The book is out next week and absolutely packed with deliciously acerbic and indiscrete commentaries about the entire ten-year process of making the Harry Potter film franchise. Indeed, some of Professor Snape’s waspish wit seems to have bled into the actor’s personality or, more likely, vice versa. It makes for entertaining reading, especially if you imagine it delivered in the star’s trademark drawl. It also confirms that the Rickman wanted to get out of the franchise as early 2002, when he wrote on December 4 about meetings with his agent: “Talking to Paul Lyon-Maris about HP exit, which he thinks will happen. But here we are in the project-collision area again. Reiterating no more HP. They don’t want to hear it.”
In edited extracts from the diaries published in The Guardian, Rickman describes his very first chats with author JK Rowling and her “nervous” revelations about Snape that enabled the actor to understand his character and ultimately stopped him giving up on the entire franchise.
On October 6 and 7, 2000, Rickman wrote: “First conversation with Joanne Rowling. Her sister answers – ‘She’s not here – can I leave a message?’ cackling in the background … ‘Sorry about that! …’ (I tell her) There are things that only Snape & you know – I need to know…’ ‘You’re right – call me tomorrow; no one else knows these things.’

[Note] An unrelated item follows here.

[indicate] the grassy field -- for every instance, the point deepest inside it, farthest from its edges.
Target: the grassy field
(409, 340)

“Talk to Joanne Rowling again and she nervously lets me in on a few glimpses of Snape’s background. Talking to her is talking to someone who lives these stories, not invents them.”

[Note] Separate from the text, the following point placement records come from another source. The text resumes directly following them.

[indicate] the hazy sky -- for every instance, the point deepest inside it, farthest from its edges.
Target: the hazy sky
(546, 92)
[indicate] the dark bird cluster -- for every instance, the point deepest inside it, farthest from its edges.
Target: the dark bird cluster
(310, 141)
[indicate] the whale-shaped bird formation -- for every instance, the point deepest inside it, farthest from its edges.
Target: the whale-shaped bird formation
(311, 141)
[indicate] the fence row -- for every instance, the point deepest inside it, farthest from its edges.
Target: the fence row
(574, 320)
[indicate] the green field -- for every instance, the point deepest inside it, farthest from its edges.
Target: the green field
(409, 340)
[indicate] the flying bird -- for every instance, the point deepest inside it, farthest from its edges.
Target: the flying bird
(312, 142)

It was only after the franchise finally finished that Rowling finally revealed that she had told him that Snape had always loved Harry’s mother, Lily.
Rickman’s main frustrations seem to have been the way an actor’s craft and the art of making a movie usually came second to the juggernaut pressures of making a blockbuster a year. During the 2004 Goblet of Fire shoot, he wrote: “I feel so shafted on this film.”
One of his very last Potter posts from January 14, 2010, while filming The Deathly Hallows Part 2 with director David Yates. Rickman says: “Finding it hard to remember any particular scenes over the years mainly because all the decisions are taken in committee rooms and not on the floor. We listen as DY tells us what we are thinking and why (and in some cases recounts the story…) and a small piece of something creative caves in.”
He also mentions a 2008 moment when a similarly despairing Maggie Smith (who played Professor McGonnagal) had retreated from the set: “Found Maggie in her trailer, vulnerable and f*** it all – all at once.”
Rickman had high praise for Ralph Fiennes’ portrayal of Voldemort and singled out Snape’s death scene as “the absolute example of what can happen when a couple of actors pick up a scene off the page and work with the story, the space and each other.”
He also shared the hilarious way the line “take out your wand” kept reducing Helena Bonham-Carter to giggles, and said Helen McRory: “says she’s terrified but fits like a glove with the mayhem.”
Co-stars Maggie Smith, Zoë Wanamaker, Ian Hart, Richard Harris are “in their ways sweet, funny souls,” but some of his comments about the lead cast were rather more blunt.
In May 2003, Rickman wrote of Harry Potter actor Daniel Radcliffe: “Serious and focused – but with a sense of fun. I still don’t think he’s really an actor but he will undoubtedly direct/produce.”
Two months later when tensions were high on The Prisoner of Azkaban set, he wrote: “these kids need directing. They don’t know their lines and Emma (Watson)’s diction is this side of Albania at times.”
Like many fans, it was one of Rickman’s favourites from the franchise and he wrote after the 2004 premiere: “Alfonso has done an extraordinary job. It is a very grown-up movie, so full of daring that it made me smile and smile. Every frame of it is the work of an artist and storyteller.”
Madly, Deeply: The Alan Rickman Diaries, will be published by Canongate on October 4.